VMAND.MM

RISC-V VMAND.MM Instruction Details

Instruction ManualV-type

Vector mask AND: vd.mask[i] = vs2.mask[i] & vs1.mask[i]

Instruction Syntax

vmand.mm vd, vs2, vs1
Operand Breakdown
This is a V-type-format instruction. Confirm operand positions based on the assembly syntax.
VVector OperationsMask Logic

Instruction Behavior

VMAND.MM is an RVV vector mask-register logical AND instruction. It computes vd.mask[i] = vs2.mask[i] & vs1.mask[i]. These instructions are always unmasked, vm=0 encodings are reserved, and tail elements are updated tail-agnostically.
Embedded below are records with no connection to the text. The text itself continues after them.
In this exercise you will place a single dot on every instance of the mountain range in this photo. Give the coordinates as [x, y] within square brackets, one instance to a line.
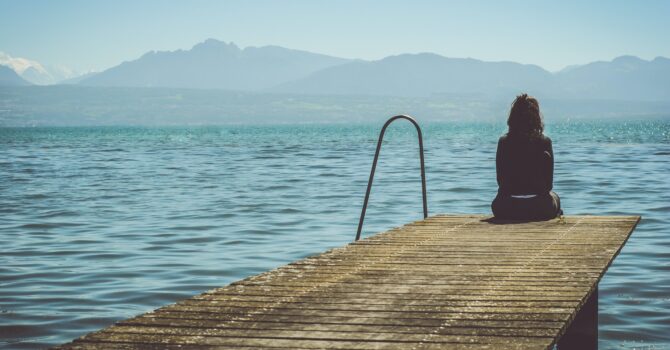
[214, 64]
[35, 72]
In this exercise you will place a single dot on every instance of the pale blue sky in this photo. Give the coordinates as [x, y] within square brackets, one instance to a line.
[94, 35]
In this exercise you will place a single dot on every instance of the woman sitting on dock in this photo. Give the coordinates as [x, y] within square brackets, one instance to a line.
[525, 166]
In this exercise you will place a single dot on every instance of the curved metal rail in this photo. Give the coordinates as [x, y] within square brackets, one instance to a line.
[374, 166]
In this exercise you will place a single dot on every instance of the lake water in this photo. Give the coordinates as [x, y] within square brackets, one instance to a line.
[100, 224]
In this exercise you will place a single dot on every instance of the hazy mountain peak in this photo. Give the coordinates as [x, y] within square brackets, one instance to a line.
[215, 45]
[34, 71]
[8, 77]
[214, 64]
[628, 59]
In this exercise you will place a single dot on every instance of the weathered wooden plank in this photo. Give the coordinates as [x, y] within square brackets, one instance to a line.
[456, 282]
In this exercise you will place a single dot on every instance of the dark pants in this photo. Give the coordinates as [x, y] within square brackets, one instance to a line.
[541, 207]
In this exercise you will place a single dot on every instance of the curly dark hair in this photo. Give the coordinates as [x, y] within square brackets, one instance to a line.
[525, 118]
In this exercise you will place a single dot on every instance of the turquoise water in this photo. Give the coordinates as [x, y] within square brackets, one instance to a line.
[99, 224]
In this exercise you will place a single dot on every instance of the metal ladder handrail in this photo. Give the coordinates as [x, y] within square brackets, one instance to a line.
[374, 166]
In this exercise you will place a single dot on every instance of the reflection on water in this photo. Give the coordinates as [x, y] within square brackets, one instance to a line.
[99, 224]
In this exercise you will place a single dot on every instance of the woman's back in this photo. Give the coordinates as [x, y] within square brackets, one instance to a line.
[524, 165]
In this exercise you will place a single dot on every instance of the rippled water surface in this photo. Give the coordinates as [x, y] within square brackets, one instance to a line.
[100, 224]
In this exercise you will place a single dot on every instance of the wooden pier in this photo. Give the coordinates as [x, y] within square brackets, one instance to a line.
[446, 282]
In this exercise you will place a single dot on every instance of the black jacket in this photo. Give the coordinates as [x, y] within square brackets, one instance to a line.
[524, 165]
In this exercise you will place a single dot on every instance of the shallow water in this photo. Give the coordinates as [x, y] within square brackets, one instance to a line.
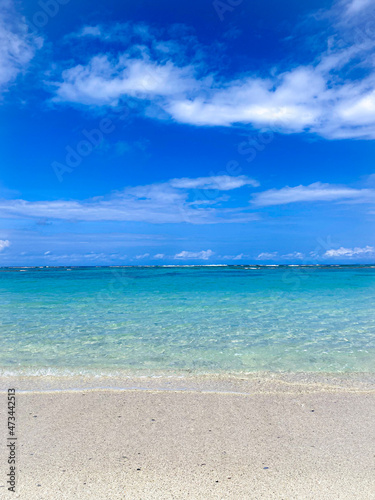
[187, 319]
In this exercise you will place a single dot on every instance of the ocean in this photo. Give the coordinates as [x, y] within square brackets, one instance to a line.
[187, 319]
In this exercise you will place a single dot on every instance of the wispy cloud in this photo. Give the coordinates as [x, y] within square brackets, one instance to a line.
[312, 193]
[4, 244]
[318, 97]
[267, 256]
[167, 202]
[202, 255]
[18, 45]
[350, 252]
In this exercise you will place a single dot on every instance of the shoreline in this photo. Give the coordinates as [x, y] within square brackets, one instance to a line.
[235, 382]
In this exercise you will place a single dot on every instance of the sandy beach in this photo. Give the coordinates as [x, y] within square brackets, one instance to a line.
[249, 440]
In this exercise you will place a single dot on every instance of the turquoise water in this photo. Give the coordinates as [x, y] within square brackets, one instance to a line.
[197, 319]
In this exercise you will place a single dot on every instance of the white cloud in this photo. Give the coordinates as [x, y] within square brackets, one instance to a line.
[319, 97]
[356, 6]
[90, 31]
[18, 46]
[293, 255]
[314, 192]
[159, 256]
[202, 255]
[4, 244]
[154, 203]
[143, 256]
[350, 252]
[104, 81]
[267, 256]
[219, 182]
[240, 256]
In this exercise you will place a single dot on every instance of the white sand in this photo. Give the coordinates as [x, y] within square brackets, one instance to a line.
[317, 441]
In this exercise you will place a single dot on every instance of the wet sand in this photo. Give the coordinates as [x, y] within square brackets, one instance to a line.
[201, 438]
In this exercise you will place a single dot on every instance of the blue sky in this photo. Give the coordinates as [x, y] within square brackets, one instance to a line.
[191, 132]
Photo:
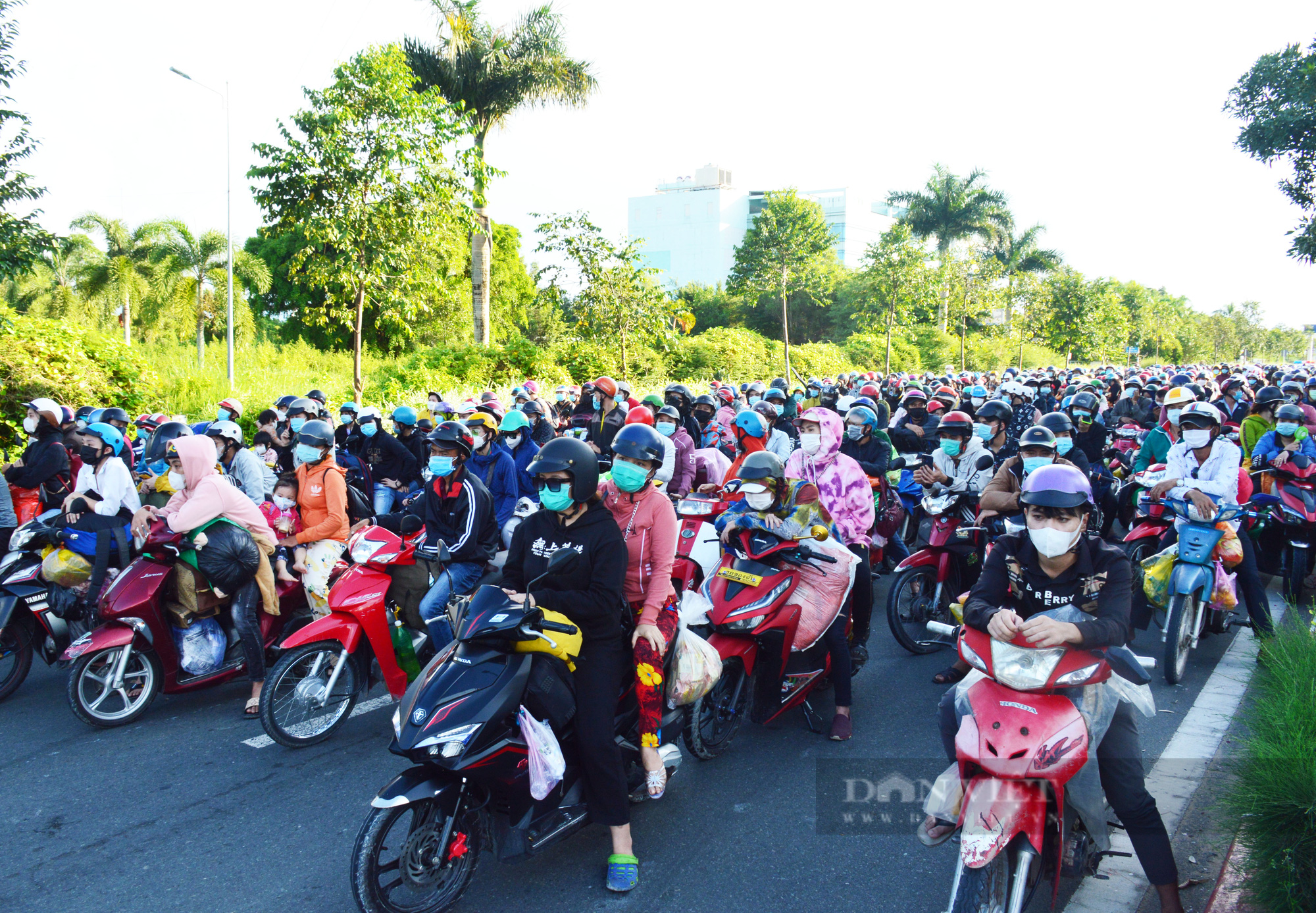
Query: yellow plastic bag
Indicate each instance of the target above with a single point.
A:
(65, 569)
(1156, 575)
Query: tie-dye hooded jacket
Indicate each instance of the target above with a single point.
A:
(843, 486)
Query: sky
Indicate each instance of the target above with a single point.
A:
(1101, 121)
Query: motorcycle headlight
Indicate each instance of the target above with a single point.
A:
(1023, 669)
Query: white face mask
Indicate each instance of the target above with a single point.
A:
(1052, 542)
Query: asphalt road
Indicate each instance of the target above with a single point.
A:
(176, 812)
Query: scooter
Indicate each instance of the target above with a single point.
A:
(924, 585)
(120, 666)
(1018, 753)
(469, 787)
(755, 620)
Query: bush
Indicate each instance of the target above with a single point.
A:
(1275, 794)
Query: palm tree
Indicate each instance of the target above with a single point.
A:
(952, 208)
(126, 269)
(493, 72)
(1019, 254)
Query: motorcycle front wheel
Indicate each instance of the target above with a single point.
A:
(1180, 632)
(94, 698)
(398, 865)
(711, 721)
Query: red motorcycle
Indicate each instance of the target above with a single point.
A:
(755, 621)
(947, 561)
(1018, 753)
(120, 666)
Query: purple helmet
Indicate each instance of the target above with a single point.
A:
(1056, 487)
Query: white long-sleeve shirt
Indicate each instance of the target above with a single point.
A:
(115, 486)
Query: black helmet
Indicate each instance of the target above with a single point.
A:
(1038, 436)
(1269, 396)
(574, 457)
(318, 433)
(160, 438)
(996, 409)
(639, 441)
(453, 436)
(1057, 421)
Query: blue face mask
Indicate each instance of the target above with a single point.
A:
(1035, 463)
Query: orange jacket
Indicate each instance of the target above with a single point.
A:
(323, 499)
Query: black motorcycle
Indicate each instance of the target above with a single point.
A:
(469, 789)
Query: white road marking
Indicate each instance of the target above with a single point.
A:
(367, 707)
(1177, 775)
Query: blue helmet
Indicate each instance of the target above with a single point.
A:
(107, 433)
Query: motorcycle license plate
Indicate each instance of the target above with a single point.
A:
(740, 577)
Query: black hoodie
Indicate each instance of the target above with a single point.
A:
(590, 592)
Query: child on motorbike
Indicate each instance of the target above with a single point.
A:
(649, 527)
(769, 502)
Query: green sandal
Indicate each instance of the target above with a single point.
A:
(623, 873)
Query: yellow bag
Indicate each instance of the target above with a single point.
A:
(1156, 575)
(65, 569)
(565, 646)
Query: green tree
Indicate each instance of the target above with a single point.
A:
(1277, 100)
(23, 241)
(619, 301)
(365, 183)
(897, 275)
(493, 71)
(952, 208)
(786, 251)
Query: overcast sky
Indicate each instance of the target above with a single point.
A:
(1102, 121)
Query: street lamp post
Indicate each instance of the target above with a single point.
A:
(228, 201)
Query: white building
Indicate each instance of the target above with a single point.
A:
(693, 225)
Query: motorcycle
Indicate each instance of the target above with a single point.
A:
(753, 624)
(131, 657)
(469, 786)
(927, 582)
(1025, 812)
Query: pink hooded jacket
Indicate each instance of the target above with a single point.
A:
(843, 486)
(209, 495)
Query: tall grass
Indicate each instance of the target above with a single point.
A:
(1275, 795)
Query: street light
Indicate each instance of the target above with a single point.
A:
(228, 204)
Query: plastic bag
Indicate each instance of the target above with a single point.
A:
(66, 569)
(696, 669)
(545, 754)
(201, 646)
(1156, 575)
(1228, 549)
(1225, 594)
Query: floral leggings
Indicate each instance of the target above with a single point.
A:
(649, 673)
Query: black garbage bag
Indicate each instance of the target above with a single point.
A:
(230, 557)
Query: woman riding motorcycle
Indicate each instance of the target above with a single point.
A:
(592, 595)
(649, 527)
(1057, 562)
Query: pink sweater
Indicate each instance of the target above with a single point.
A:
(651, 548)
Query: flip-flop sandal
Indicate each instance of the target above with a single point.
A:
(623, 873)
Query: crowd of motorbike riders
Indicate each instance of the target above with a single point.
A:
(485, 475)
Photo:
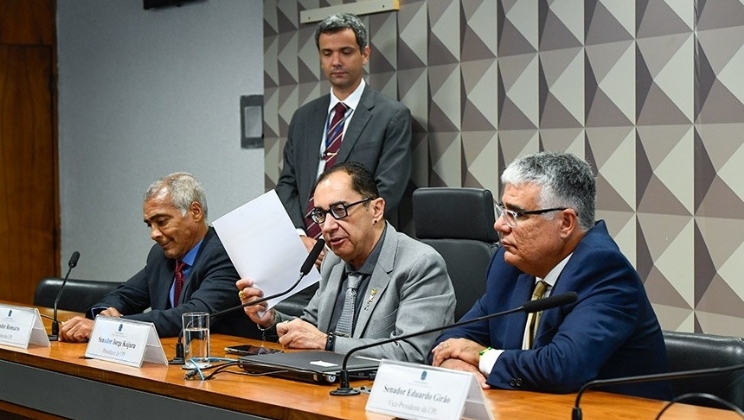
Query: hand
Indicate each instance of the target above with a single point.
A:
(457, 364)
(309, 244)
(299, 334)
(248, 293)
(457, 348)
(77, 329)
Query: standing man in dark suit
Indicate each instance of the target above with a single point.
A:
(187, 270)
(550, 244)
(366, 127)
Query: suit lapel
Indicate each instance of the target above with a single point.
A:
(325, 312)
(314, 128)
(378, 282)
(359, 120)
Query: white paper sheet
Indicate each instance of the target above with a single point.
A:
(263, 245)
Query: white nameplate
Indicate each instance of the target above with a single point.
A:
(413, 391)
(20, 327)
(125, 341)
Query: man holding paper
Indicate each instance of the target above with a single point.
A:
(377, 283)
(187, 270)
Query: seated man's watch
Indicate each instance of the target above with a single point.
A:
(330, 341)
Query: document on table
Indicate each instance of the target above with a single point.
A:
(263, 244)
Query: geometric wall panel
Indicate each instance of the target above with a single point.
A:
(649, 92)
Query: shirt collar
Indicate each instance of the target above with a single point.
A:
(352, 101)
(191, 255)
(552, 276)
(369, 264)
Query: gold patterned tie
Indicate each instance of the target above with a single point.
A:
(534, 317)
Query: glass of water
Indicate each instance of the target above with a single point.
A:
(196, 339)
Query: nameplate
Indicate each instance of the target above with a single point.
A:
(125, 341)
(21, 327)
(413, 391)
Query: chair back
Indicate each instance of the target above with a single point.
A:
(78, 296)
(689, 351)
(458, 223)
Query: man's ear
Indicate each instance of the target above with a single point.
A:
(378, 208)
(569, 222)
(196, 211)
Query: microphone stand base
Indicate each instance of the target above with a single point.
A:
(345, 391)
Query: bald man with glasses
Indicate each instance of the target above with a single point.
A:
(550, 244)
(376, 284)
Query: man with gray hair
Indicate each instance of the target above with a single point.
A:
(187, 269)
(550, 245)
(350, 123)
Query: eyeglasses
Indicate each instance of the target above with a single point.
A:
(511, 216)
(337, 210)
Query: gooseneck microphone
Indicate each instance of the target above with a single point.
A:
(577, 415)
(537, 305)
(54, 336)
(178, 359)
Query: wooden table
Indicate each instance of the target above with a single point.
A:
(58, 380)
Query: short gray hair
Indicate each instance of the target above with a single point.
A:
(183, 188)
(564, 179)
(341, 21)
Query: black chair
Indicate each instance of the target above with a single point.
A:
(458, 223)
(78, 296)
(690, 351)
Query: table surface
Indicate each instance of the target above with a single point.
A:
(286, 399)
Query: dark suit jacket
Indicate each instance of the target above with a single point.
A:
(378, 136)
(610, 331)
(210, 287)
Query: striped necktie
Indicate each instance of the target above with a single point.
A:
(334, 136)
(533, 319)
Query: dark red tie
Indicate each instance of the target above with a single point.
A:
(334, 136)
(179, 280)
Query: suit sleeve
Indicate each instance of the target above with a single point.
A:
(213, 289)
(427, 300)
(585, 336)
(394, 165)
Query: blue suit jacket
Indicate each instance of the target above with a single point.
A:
(610, 331)
(378, 136)
(209, 287)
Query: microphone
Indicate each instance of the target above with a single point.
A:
(178, 359)
(536, 305)
(577, 415)
(54, 336)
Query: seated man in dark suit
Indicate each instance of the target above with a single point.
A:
(187, 270)
(550, 244)
(376, 284)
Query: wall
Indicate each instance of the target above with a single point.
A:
(143, 93)
(649, 92)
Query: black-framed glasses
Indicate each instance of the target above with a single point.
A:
(511, 216)
(337, 210)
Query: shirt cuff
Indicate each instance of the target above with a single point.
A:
(487, 360)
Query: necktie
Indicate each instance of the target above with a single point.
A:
(334, 137)
(533, 319)
(346, 321)
(179, 280)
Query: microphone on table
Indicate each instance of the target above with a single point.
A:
(536, 305)
(577, 415)
(178, 359)
(54, 336)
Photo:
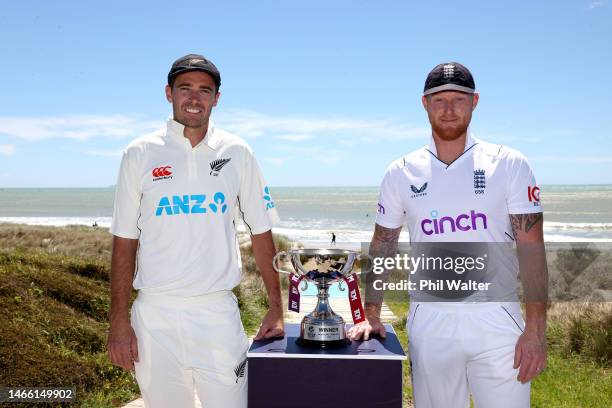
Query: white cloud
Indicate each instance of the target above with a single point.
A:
(277, 161)
(7, 150)
(572, 159)
(79, 127)
(597, 3)
(295, 137)
(105, 153)
(250, 124)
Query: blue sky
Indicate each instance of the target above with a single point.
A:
(326, 92)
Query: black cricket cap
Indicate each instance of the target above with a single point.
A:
(194, 62)
(449, 76)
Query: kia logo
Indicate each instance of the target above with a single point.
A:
(533, 193)
(162, 171)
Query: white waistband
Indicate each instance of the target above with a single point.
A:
(168, 298)
(466, 307)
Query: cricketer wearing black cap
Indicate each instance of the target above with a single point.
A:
(479, 345)
(177, 196)
(194, 62)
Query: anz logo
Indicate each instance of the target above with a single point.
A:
(191, 204)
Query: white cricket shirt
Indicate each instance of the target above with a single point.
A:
(468, 200)
(181, 202)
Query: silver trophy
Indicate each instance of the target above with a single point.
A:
(324, 267)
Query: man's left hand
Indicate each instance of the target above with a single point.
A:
(272, 325)
(530, 355)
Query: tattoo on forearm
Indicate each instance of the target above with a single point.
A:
(383, 245)
(524, 222)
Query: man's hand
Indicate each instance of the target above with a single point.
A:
(272, 325)
(530, 354)
(122, 345)
(370, 327)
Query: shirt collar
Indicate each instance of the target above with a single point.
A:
(470, 141)
(175, 132)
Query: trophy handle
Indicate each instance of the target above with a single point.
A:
(360, 256)
(274, 261)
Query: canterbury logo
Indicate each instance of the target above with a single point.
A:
(240, 369)
(162, 171)
(418, 190)
(217, 165)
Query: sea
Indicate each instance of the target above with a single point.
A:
(572, 213)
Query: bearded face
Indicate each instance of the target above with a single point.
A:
(450, 113)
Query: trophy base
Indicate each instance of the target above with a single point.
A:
(322, 343)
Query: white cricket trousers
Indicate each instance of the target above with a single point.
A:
(190, 344)
(458, 348)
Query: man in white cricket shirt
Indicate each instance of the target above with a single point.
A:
(178, 193)
(461, 189)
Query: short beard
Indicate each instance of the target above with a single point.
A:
(450, 134)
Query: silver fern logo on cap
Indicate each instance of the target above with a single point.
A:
(448, 71)
(217, 165)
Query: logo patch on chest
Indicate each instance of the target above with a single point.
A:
(480, 181)
(418, 192)
(217, 165)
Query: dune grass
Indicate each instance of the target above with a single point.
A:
(579, 373)
(54, 302)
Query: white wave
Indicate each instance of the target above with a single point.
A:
(577, 225)
(104, 222)
(553, 231)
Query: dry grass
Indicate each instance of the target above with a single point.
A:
(54, 301)
(582, 329)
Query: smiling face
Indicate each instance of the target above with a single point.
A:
(450, 113)
(193, 95)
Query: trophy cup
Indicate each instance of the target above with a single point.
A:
(322, 327)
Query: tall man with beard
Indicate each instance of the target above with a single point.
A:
(462, 189)
(178, 193)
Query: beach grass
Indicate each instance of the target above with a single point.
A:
(54, 300)
(579, 372)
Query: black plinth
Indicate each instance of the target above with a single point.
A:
(283, 374)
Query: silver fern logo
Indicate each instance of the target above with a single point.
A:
(217, 165)
(240, 370)
(448, 71)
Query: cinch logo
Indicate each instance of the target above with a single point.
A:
(191, 204)
(533, 192)
(463, 222)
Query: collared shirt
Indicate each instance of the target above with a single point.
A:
(466, 201)
(181, 202)
(469, 199)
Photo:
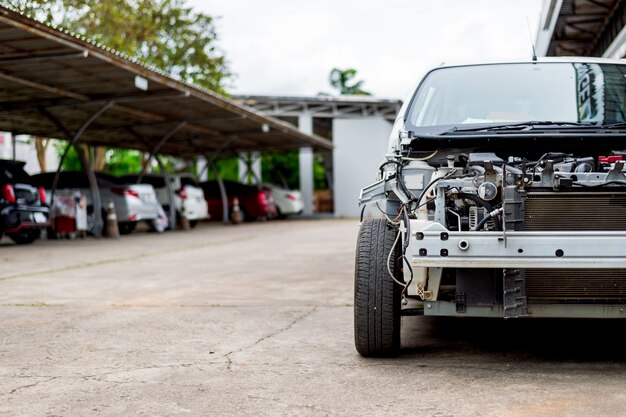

Quick Understanding & Search Notes

VMAND.MM is the RVV vector mask AND instruction. It computes on one-bit mask elements with assembly operand order vd, vs2, vs1; mask logical instructions are always unmasked.

The operation is independent of data SEW/LMUL element width; sources and destination are mask values held in vector registers.
VMAND.MM's Boolean function must be read in vs2, vs1 order; this especially matters for ANDN/ORN.

Common Usage Scenarios

Mask Condition Combine

Understand this scenario with real code like «vmand.mm v1, v2, v3».

Intersection Filter

Understand this scenario with real code like «vmand.mm v1, v2, v3».

Predicate Logic

Understand this scenario with real code like «vmand.mm v1, v2, v3».

Pre-Use Checklist

Syntax Check
  • Confirm the current instruction format is V-type.
  • Confirm the operand order matches the example.
Semantic Check
  • Ensure the destination register usage is compatible with the calling convention.
  • Confirm this is not the lower-level form of a pseudo-instruction expansion.

Pitfalls / Common Confusions

Assembly operand order is vd, vs2, vs1; ANDN/ORN invert vs1.
These mask logical instructions are always unmasked; vm=0 encodings are reserved.
They operate on mask bits, not normal vector data elements; do not confuse them with vand/vor/vxor.

FAQ

Is it the same as vand.vv/vor.vv?

No. Mask logical instructions operate on mask bits; vand/vor operate on normal vector data elements.

Is it controlled by the v0 mask?

No. Vector mask logical instructions are always unmasked, with tail elements updated tail-agnostically.